View images of famous landmarks (The Eiffel Tower, Taj Mahal, etc). Ask: how large or small are these landmarks? Then, show the same landmark with a person beside it. Are these people proportionate in the image to the landmark?

Lesson Process:

Step 1:  Provide each student with an image of one of the landmarks and a piece of grid paper. Ask students to represent the proportional relationship they calculated in the engagement by measure the landmarks based on the amount of blocks on the grid it consumes and then shading in these blocks.

Step 2: Using a different color, shade in the amount of blocks that an average male, female, and child would consume on the grid based on their earlier equation.

Step 3:  Discuss how you can change the proportional relationship between objects based on how the image was captured. How does this change in proportional relationship affect reality?

Step 4:  Overlay the original landmark image with a piece of grid paper and using the Stippling technique, transfer the landmark onto the grid paper. Do this same process with a piece of a man, woman or child.

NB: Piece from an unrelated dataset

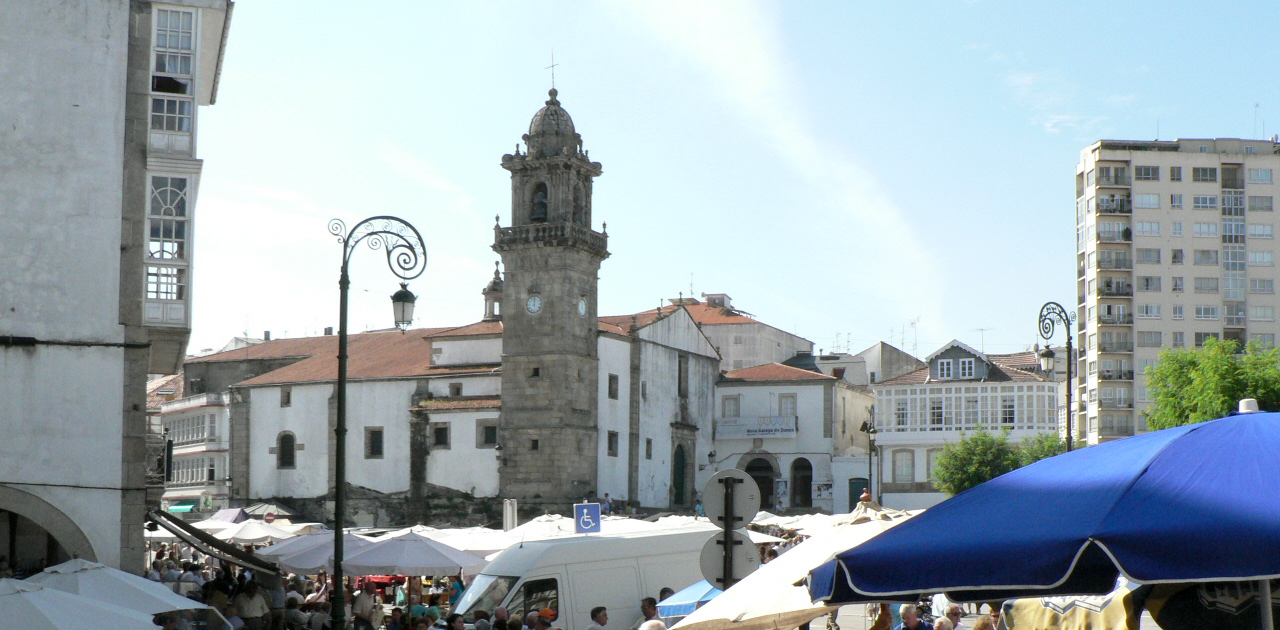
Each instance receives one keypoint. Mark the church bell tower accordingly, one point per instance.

Step 5:  Have students create a stipple composite image that combines the landmark and either the man, woman or child into a skewed proportional relationship compared to the original. Once complete, students can calculate the new proportional relationship between the individual and the landmark.

Time Required:
30-45 minutes

Materials List:

  • Pencils, Markers, Colored Pencils
  • Grid paper
  • Tape
  • Photos of historic landmarks from around the world
  • Images of men, women and children

Assessment:

Rubric.

Assess students based on this criteria:

• Accuracy of proportionate relationship equations

• An artist sentence reflects an understanding of the effect of proportion on viewer perception

• Students use the equations and artist statement to manipulate their skills to create a new piece.